Mattifying powders generally are able to absorb oil because they are significantly comprised of talc. Talc is a chalky mineral that attracts and neutralizes oil, resulting in a smooth, matte skin finish compared with a greasy, shiny one. The texture of these products is often very light, which is achieved by tempering the chalky talc powder with ingredients such as calcium, mica or rice powder.
A wide variety of variations on mattifying powders in the cosmetic market means that there probably is one to suit most individual preferences. For example, some people are partial to loose powders, and others prefer a compact of pressed powder. Both types of products will help absorb oil and create a silky matte texture, but they have slightly different benefits. Loose powder can be somewhat messy and more difficult to apply, but people who use a lot of powder per application might prefer this type of packaging. Compacts of pressed powder are excellent for traveling because they are smaller and a bit neater to store and apply.
Many mattifying powders appear to be a shade of white in the packaging, which means that they are translucent on the skin. Translucent powders are suitable for every possible skin tone because they impart no color of their own.
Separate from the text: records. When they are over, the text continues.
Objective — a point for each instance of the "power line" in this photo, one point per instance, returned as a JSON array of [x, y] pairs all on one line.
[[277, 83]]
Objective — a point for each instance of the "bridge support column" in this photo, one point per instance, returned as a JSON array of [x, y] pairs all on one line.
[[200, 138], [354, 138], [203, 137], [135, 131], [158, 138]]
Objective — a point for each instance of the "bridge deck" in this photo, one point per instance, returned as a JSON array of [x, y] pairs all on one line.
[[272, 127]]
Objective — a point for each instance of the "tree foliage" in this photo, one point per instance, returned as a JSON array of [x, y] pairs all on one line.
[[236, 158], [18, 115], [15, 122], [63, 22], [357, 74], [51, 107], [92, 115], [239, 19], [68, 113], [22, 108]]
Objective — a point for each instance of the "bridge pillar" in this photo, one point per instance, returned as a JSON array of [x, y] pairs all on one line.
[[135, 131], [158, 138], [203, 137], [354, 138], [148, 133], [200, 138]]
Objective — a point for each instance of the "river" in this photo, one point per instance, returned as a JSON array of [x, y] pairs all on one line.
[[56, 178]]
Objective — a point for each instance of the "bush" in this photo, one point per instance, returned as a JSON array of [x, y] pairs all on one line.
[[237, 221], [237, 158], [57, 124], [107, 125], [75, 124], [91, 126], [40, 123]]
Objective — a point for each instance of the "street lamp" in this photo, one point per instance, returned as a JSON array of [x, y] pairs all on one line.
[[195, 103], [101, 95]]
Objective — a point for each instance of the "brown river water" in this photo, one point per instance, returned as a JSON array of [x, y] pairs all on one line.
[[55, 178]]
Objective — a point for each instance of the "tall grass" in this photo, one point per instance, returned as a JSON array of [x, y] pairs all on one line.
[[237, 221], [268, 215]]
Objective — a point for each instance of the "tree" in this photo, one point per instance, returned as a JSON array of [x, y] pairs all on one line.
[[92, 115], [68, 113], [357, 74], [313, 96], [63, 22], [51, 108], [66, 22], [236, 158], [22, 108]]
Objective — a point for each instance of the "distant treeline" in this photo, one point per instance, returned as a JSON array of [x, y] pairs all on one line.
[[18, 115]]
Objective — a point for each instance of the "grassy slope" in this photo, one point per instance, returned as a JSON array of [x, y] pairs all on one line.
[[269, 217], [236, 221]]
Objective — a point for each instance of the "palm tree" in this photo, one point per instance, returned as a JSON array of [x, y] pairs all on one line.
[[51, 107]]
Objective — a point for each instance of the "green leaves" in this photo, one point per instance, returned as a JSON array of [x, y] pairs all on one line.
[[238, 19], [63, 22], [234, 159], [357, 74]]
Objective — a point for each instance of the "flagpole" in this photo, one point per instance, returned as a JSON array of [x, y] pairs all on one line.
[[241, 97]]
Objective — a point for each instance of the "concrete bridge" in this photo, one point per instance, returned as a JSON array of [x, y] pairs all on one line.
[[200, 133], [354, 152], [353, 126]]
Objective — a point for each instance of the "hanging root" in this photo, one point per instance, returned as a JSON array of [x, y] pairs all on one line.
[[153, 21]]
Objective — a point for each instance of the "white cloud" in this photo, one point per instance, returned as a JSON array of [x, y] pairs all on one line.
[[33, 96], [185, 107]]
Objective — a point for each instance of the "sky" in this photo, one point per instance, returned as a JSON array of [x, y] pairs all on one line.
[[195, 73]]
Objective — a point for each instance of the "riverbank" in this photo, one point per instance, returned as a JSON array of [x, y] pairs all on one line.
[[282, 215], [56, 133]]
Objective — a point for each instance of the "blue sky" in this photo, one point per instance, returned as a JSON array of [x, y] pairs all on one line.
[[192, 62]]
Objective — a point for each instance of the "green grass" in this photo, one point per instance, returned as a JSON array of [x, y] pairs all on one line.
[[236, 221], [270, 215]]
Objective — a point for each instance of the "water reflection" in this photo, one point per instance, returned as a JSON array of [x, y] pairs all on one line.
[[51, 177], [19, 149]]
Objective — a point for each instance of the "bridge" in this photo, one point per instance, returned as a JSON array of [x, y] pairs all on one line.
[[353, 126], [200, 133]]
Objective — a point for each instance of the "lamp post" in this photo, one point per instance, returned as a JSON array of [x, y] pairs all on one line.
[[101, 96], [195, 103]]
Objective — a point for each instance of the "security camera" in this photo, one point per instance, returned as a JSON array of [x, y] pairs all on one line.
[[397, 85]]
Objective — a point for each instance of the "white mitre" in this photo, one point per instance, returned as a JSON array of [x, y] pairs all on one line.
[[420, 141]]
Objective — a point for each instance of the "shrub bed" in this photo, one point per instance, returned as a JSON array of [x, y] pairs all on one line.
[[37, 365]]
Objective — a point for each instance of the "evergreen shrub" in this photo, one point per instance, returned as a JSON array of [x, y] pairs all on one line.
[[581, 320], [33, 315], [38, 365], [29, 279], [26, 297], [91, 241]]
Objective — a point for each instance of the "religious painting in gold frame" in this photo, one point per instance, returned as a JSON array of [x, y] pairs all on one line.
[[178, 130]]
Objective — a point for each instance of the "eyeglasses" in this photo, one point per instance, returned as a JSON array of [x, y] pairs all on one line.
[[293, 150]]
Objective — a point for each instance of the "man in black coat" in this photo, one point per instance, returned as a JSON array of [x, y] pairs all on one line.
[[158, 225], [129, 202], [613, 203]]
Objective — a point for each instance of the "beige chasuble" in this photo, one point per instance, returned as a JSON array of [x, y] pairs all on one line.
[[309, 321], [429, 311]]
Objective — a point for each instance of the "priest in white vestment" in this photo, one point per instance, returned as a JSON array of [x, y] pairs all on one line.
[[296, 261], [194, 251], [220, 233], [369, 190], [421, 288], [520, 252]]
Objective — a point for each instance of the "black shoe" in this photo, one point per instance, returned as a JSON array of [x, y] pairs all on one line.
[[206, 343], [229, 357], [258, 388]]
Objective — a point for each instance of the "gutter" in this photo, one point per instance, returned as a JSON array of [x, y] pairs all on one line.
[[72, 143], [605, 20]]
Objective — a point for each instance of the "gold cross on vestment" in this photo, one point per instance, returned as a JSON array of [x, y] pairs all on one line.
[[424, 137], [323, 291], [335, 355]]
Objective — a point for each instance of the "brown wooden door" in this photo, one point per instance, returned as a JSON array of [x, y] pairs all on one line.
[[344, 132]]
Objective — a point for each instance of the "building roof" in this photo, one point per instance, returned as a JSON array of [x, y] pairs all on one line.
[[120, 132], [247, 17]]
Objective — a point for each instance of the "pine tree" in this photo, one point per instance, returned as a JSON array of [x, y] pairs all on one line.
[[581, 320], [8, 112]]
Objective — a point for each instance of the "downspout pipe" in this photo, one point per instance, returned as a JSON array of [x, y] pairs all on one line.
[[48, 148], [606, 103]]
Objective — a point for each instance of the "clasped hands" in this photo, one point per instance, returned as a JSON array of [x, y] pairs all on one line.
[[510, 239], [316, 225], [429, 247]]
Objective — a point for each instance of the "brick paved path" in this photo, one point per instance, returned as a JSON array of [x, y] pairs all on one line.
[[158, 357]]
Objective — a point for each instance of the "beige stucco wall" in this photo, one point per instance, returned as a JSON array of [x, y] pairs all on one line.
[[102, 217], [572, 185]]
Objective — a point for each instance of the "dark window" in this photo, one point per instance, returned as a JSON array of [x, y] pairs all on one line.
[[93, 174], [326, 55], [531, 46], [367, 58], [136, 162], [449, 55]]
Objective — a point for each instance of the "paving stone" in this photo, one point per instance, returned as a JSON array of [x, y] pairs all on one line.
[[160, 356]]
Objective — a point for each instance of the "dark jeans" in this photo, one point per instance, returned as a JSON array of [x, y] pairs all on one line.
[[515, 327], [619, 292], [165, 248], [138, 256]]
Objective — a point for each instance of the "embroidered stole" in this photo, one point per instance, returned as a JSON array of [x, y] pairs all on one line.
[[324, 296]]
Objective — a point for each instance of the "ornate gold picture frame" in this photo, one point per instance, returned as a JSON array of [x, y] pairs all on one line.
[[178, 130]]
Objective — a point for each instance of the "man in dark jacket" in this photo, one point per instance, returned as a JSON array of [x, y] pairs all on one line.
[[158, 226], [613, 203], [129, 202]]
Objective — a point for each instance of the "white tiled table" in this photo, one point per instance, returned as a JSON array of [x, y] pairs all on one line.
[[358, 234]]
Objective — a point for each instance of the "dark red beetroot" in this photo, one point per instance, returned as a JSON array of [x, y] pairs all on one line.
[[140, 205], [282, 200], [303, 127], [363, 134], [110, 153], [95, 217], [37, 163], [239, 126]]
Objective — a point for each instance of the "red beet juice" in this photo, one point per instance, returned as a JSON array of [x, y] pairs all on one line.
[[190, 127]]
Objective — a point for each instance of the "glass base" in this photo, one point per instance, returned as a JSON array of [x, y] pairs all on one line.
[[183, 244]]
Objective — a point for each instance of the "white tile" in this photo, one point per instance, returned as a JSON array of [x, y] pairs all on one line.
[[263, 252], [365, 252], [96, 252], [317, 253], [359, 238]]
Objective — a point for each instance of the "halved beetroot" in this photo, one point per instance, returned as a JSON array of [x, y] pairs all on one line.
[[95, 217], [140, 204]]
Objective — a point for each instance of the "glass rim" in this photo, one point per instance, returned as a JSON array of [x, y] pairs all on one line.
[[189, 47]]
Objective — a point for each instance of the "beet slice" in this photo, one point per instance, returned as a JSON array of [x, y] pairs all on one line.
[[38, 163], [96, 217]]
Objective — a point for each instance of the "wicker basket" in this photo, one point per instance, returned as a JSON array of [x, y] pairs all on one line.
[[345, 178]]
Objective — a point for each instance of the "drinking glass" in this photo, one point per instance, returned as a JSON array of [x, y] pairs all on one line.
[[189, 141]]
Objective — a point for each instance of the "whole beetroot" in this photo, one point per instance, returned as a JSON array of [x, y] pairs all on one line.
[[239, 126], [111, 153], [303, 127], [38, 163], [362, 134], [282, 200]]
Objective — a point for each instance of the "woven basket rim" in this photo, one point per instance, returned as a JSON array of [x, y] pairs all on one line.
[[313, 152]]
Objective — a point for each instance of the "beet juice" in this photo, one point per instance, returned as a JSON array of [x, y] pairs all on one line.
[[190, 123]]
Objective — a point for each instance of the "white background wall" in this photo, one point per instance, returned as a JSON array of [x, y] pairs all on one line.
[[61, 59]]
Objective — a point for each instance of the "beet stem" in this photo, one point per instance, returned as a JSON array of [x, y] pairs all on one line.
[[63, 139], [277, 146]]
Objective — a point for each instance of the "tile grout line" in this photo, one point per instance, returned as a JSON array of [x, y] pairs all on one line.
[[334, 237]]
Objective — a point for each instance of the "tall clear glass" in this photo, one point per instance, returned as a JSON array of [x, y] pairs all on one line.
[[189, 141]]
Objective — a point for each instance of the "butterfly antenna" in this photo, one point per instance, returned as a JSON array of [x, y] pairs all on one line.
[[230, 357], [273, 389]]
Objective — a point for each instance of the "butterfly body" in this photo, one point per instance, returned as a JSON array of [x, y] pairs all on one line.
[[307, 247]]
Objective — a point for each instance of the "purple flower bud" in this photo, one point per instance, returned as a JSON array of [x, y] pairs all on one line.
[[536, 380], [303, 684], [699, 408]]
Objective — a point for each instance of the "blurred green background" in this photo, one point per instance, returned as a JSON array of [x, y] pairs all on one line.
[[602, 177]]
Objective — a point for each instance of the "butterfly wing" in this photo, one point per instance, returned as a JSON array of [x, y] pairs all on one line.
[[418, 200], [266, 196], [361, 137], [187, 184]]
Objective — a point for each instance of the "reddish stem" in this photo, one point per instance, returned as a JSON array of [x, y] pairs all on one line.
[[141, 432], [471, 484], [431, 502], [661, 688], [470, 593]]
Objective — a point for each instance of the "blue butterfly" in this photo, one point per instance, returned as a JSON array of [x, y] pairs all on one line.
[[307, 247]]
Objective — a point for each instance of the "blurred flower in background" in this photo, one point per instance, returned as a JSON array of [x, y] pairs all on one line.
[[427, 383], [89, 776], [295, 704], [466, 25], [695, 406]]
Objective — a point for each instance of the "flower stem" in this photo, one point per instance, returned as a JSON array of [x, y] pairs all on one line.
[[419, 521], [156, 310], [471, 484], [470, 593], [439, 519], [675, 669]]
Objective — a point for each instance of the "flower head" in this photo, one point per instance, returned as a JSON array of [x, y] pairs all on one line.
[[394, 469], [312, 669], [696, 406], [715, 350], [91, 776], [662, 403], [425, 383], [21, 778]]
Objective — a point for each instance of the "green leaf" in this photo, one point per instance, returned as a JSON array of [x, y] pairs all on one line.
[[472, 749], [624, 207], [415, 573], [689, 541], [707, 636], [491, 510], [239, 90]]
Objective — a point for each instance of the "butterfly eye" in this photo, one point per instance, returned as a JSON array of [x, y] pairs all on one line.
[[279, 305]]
Other powders might come tinted in various "nude" shades, each of which are designed to flatter skin tones all the way from very light to very dark.
In many ways, a mattifying powder might sound similar to a pressed powder foundation. Some iterations of these two types of cosmetics serve similar purposes, but there are a couple of potential differences. Unlike foundations, mattifying powders are not designed to provide full coverage, which is why they often are translucent and very light in texture. Powder foundations might help decrease shine, but because they are often heavier formulas, using them over the top of foundation can result in a heavy, cake-like texture.